Certes, chaque ville affirme vouloir devenir désormais la Silicon Valley du futur. Et notamment Atlanta, capitale de la Géorgie, qui s’est profilé ces dernières années comme la ville technologique par excellence. C’est surtout la diversité qui est mise à l’honneur. Mais lorsque l’on examine les atouts d’Austin comme centre technologique, il est clair que plusieurs arguments jouent nettement en sa faveur. Par rapport à des centres comme San Francisco, le prix de l’immobilier, tant pour les entreprises que les particuliers, y est nettement inférieur – sans parler de la fiscalité. De même, la capitale du ‘Lone Star State’ est en passe de devenir un centre technologique du fait de l’arrivée d’entreprises de renom ou du moins de l’ouverture d’un 2e siège en ville. C’est ainsi qu’Apple a annoncé en décembre dernier sa volonté d’installer un nouveau grand campus à Austin, ce qui devrait se traduire par la création de pas moins de 5.000 emplois en plus des 6.200 collaborateurs existants. Le siège d’Austin d’Apple deviendra du coup le plus important site après le quartier général de Cupertino en Californie.

Pourquoi le secteur technologique émigre vers le Texas
© Getty Images for SXSW

Pour Philip Vanhoutte, qui a notamment travaillé en son temps au siège central de Dell à Austin, cette évolution est parfaitement logique. A l’en croire, Austin pourrait devenir une nouvelle mine d’or pour les entreprises du monde entier. ” J’ai habité durant 27 ans à Austin et la ville peut faire valoir un terreau universitaire particulièrement attractif. Les universités recensent quelque 100.000 talents qui décrochent chaque années leur diplôme dans de nombreux domaines technologiques. Grâce à SXSW, cette métropole est en outre idéale pour tout qui veut faire des affaires en général. Ce festival ne se contente pas d’avoir la réputation de susciter des conversations spontanées. En un rien de temps, on y rencontre une personne avec laquelle vous aimeriez collaborer à plus ou moins long terme en tant que start-up belge. ”

Outre les entreprises technologiques, la ville attire également des talents étrangers. Selon Vanhoutte, plus de 400 professionnels de la technologie s’y installeraient quotidiennement.

Rôle des géants technologiques

L’Américaine Justine Harcourt de Tourville, qui assiste depuis de longues années en Belgique des entreprises technologiques dans le domaine de la stratégie de communication, estime qu’il est temps de procéder à un ‘reality check’. A l’en croire, il ne faudrait pas se montrer trop optimiste quant au boom du secteur technologique d’Austin. ” L’arrivée de nouveaux sites de géants technologiques implique une menace pour l’emploi existant et les conditions de vie.
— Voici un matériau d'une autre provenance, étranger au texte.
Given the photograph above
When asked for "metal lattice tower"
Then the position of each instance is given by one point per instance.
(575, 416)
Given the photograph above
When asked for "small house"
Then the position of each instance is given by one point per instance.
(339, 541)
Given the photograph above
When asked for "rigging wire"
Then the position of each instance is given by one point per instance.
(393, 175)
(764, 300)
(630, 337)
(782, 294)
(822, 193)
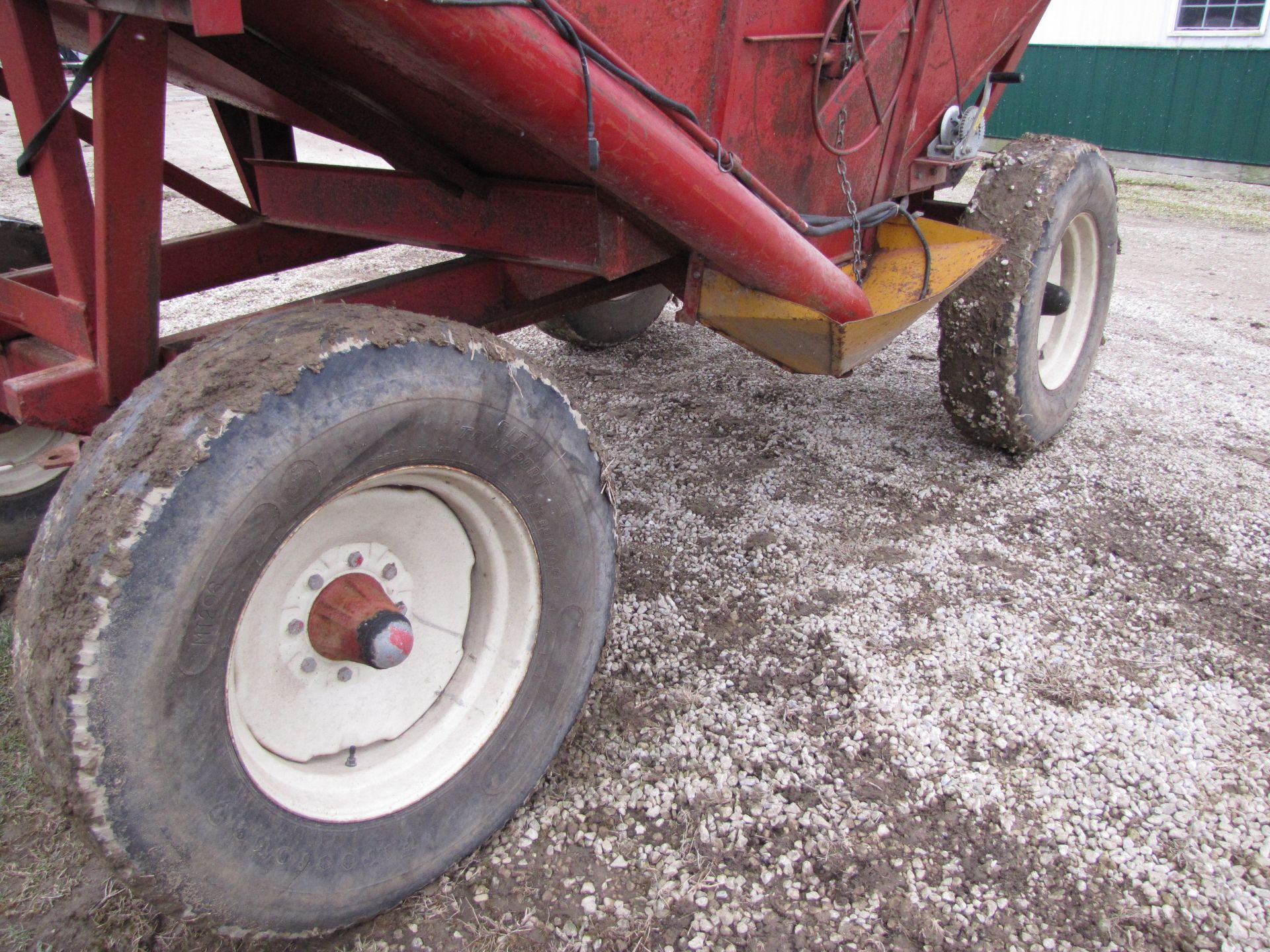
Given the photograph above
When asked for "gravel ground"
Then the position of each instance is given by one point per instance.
(872, 687)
Par ailleurs, des villes comme Austin n’ont aucune infrastructure adaptée pour faire face à cette augmentation de population et aux problèmes de mobilité. ”
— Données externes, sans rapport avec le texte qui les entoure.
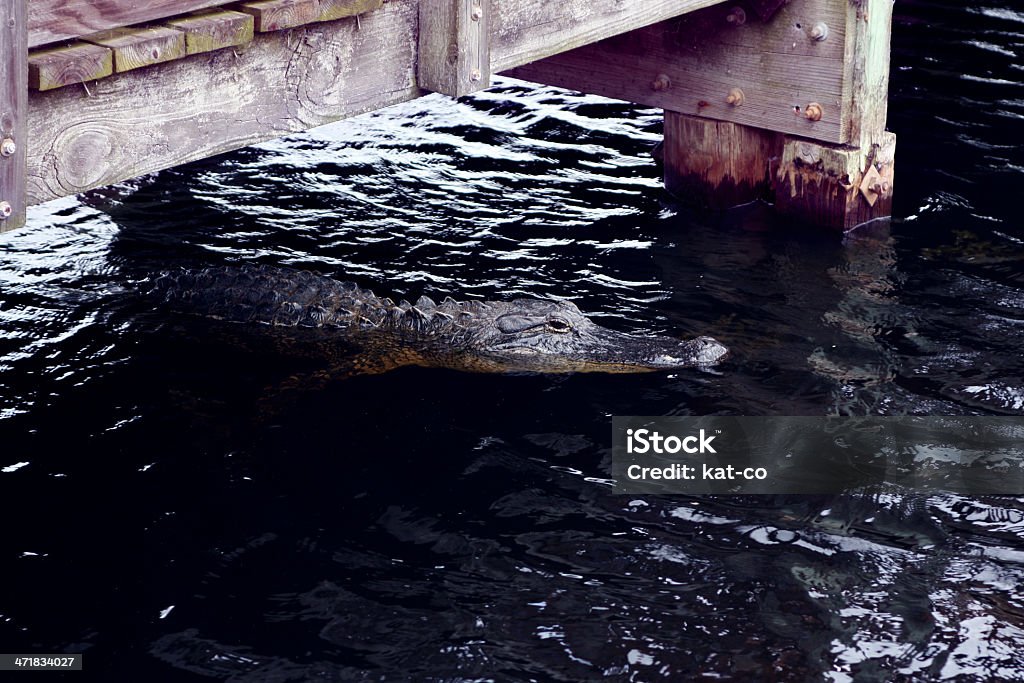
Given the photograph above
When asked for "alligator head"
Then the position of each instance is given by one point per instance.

Harcourt de Tourville fait référence à Amazon qui a récemment annulé son installation pour la construction d’un nouveau quartier général à New York. L’entreprise de Jeff Bezos aurait en échange reç u pour 3 milliards $ de subsides. ” Plutôt que de détruire des villes, il faut faire des entreprises technologiques une partie de la solution. Les réductions d’impôt sont un leurre. Une entreprise comme Amazon ferait mieux de mettre tout en oeuvre pour améliorer l’infrastructure existante – enseignement, mobilité et soins de santé. ”
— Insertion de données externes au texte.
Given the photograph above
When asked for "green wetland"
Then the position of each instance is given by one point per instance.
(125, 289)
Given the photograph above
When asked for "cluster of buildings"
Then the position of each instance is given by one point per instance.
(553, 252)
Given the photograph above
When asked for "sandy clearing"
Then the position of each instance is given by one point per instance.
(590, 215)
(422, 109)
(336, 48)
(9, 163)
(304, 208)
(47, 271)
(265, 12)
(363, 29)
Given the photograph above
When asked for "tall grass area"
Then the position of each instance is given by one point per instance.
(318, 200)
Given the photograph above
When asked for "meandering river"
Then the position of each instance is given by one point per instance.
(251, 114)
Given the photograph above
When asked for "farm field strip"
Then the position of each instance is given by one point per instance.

Le revers de la Silicon Valley

Mais la médaille a son revers : la concurrence est mortelle, que ce soit au niveau des entreprises ou des talents, avec notamment une hausse des prix des loyers qui poussent les entreprises hors de la ville. Ce faisant, la ‘nouvelle Silicon Valley’ a malheureusement aussi hérité des côtés négatifs de cette réputation. Et nous n’avons même pas évoqué la culture du travail hyper-capitaliste et ultra-performante que Vanhoutte résume en ces termes : ” La culture ‘work hard, play hard’ qui règne ici est encore plus forte que dans la Silicon Valley du fait de l’émergence rapide de l’industrie technologique locale. ”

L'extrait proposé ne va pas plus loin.